Home / uang / Menjaga Pasar Keuangan, Bank Indonesia Berkomunikasi secara rutin dengan Investor

Menjaga Pasar Keuangan, Bank Indonesia Berkomunikasi secara rutin dengan Investor

Warta.top – Gubernur Bank Indonesia (BI) Perry Warjiyo mengatakan, pihaknya terus berupaya agar pasar keuangan Indonesia tetap menarik bagi investor di tengah kepanikan pandemi korona. Salah satu cara untuk melakukan ini adalah dengan melakukan komunikasi rutin dengan investor.

“Sejak minggu lalu, kami telah melakukan telekonferensi dengan investor dan dengan Kementerian Keuangan, termasuk Wakil Menteri Keuangan, melakukan telekonferensi, dan saya juga melakukannya. Dan nanti sore ini juga. Nanti, banyak investor juga akan bergabung nanti,” dia berkata. Jakarta, Kamis (26/3).

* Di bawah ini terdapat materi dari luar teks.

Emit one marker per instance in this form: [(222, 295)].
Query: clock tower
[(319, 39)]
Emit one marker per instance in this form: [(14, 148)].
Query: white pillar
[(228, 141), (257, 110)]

Melalui komunikasi ini, bank sentral mencoba menjelaskan sejumlah langkah yang telah diambil untuk menjaga perekonomian. Tidak hanya itu, Bank Indonesia juga meyakinkan investor bahwa selalu ada di pasar keuangan.

“Kami memberi mereka kepercayaan, mereka juga memiliki kepercayaan terhadap kondisi ekonomi Indonesia, dan tentu saja mereka tidak dapat disalahkan dengan persepsi mereka, tidak dapat disalahkan karena ini juga seorang pengusaha di dunia, para investor panik. Jadi, fenomena dana asing keluar terjadi tidak hanya di Indonesia, “kata Perry.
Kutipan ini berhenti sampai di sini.